[erlang-questions] DRY principle and the syntax inconsistency in fun vs. vanilla functions
Richard O'Keefe
ok@REDACTED
Mon May 23 04:23:50 CEST 2011
On 21/05/2011, at 2:11 AM, Michael Turner wrote:
> "It seems to me that Michael Turner's argument is an argument from conservatism.
> Algol, Basic, COBOL, Fortran, PL/I, Simula, XPL, Java, Javascript, PHP, Perl,
> all of these languages write a function name once and only once at the beginning
> of a function."
>
> But which of those allow more than one argument list?
It's not quite clear to me what you mean here, but
add(x)to:(y)giving:(z)and:(w)
is perfectly good Algol 60. Javascript allows things like f(1)(2).
And of course, anyone who knows Fortran knows that a Fortran subprogram
may have multiple entry points, and so multiple formal parameter lists.
If you mean "allow more than one CLAUSE", then the answer is that the languages
that allow more than one clause in a named function repeat the name, just like Erlang.
> I think the indentation style I suggest also makes it more immediately obvious that Erlang features a kind of pattern-directed invocation.
People who are entirely new to Erlang are also entirely new to the idea of pattern directed
invocation, and if they aren't, they are also not new to the idea of repeating the function
name.

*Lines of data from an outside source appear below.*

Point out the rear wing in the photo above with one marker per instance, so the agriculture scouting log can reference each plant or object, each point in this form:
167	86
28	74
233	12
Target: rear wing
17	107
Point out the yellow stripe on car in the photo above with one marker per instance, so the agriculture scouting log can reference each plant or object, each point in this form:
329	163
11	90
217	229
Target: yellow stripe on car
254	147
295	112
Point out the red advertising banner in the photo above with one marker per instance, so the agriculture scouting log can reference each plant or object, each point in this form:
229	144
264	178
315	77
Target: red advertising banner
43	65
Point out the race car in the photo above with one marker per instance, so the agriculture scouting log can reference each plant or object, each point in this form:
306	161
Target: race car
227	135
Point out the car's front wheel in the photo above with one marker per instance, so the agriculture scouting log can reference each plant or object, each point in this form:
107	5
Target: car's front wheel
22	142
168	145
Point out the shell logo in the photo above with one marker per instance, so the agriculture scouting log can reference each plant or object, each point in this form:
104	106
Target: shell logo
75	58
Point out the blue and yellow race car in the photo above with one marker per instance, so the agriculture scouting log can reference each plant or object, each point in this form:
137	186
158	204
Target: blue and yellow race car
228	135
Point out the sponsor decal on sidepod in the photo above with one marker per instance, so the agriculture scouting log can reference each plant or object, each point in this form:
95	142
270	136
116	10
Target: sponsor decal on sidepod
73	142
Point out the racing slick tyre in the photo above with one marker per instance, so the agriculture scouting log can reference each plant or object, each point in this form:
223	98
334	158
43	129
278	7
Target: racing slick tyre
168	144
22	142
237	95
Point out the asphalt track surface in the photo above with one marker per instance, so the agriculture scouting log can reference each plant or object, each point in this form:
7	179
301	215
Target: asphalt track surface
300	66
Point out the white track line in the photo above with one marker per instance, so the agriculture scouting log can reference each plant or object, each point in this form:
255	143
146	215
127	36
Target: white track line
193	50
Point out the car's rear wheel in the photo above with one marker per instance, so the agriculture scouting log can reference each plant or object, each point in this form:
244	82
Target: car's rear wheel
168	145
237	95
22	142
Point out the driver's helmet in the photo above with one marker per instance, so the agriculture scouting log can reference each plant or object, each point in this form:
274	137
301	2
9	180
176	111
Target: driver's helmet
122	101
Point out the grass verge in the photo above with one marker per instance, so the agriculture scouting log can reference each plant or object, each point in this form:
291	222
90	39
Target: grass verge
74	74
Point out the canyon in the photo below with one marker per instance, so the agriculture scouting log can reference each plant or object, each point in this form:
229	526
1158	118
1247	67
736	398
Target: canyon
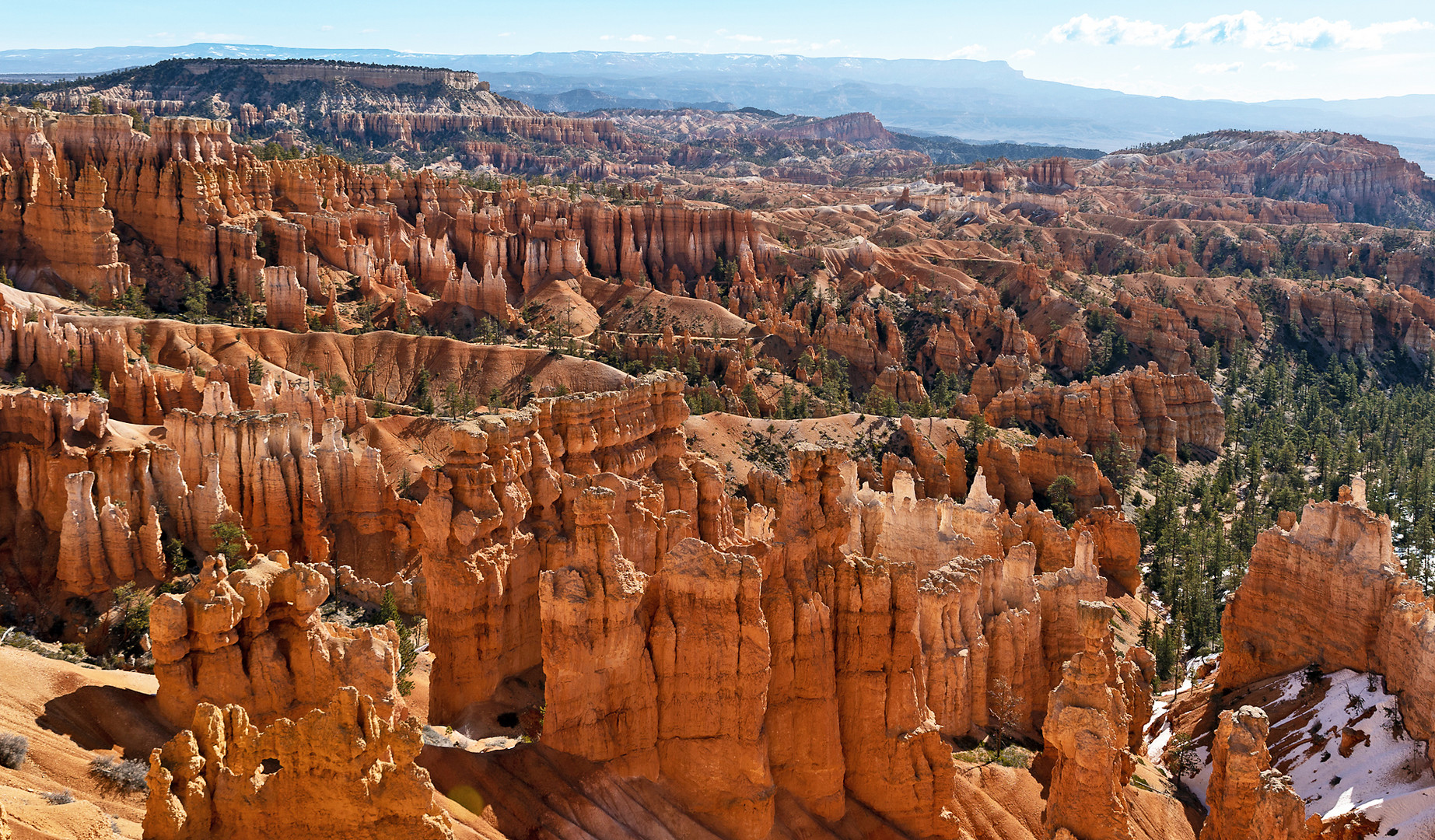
681	495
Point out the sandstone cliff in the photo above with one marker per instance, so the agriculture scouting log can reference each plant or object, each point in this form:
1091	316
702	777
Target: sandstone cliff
1246	797
339	772
251	638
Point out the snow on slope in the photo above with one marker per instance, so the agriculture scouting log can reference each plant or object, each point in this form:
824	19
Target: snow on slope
1385	775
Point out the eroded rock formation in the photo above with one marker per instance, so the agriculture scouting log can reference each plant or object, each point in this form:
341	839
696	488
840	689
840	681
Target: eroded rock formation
251	638
339	772
1246	799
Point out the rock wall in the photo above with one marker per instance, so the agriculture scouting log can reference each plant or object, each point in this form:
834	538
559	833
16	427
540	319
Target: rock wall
1146	410
1331	592
339	772
1095	719
1246	799
251	638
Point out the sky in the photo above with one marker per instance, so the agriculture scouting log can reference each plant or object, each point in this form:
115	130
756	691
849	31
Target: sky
1248	51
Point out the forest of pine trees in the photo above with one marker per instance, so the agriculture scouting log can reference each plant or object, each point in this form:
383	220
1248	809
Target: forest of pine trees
1295	432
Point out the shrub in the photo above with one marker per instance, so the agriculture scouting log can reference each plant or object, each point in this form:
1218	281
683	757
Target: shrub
118	775
13	750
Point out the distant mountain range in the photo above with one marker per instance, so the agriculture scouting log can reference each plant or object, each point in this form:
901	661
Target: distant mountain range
976	101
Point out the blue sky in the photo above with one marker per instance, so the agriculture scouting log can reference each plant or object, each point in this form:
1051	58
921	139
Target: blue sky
1249	51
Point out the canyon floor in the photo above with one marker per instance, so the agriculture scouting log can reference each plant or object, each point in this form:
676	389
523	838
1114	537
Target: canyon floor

If you are new to pattern directed invocation, your indentation is not going to help
one iota: one left parenthesis or square bracket looks much like another.
I will go this far: the discrepancy between functions and funs *is* a problem.
But it is the *funs* that are the problem, and the remedy is to let them have
names also.
Allowing names in funs is not a case of syntactic strychnine; not even a case
of syntactic sugar. It actually provides new and desired semantics (directly
recursive funs), so it is at least _possible_ that it might repay the cost of
adopting it. As things stand, I must say that I find multiclause funs in the
usual indentation style (that is, in the indentation style you are recommending
for normal functions) quite unreadable.
>
> As for what you claim is more readable, remember: the intuitive is the familiar. Someone who is entirely new to Erlang will perceive things differently.
The people who actually *teach* Erlang to people who have not met us before
tell us that they actually pick it up fairly easily.
> The only way to make the proposition "syntax X is more readable" a scientific one is to test -- on people *new* to Erlang.
Wrong. What a tricky way to load the case in your favour!
The people who are entirely new to the language are the very LAST people you should
study; then you are measuring LEARNABILITY (or more FAMILIARITY), not READABILITY.
The kind of readability that matters is readability to people who have *some*
experience with the language. People who have at least troubled to read an
Erlang book all the way through, and can be bothered to read the Erlang
reference manual once all the way through. By the time you get that far,
you are not "entirely new" any more.
I can tell you this: I went from knowing practically all the classic 60s and 70s
programming languages (including ones you've probably never heard of), including
Lisp, to learning Prolog.
And one thing that never EVER gave me the slightest trouble whatsoever was having
the name of a predicate repeated in each clause.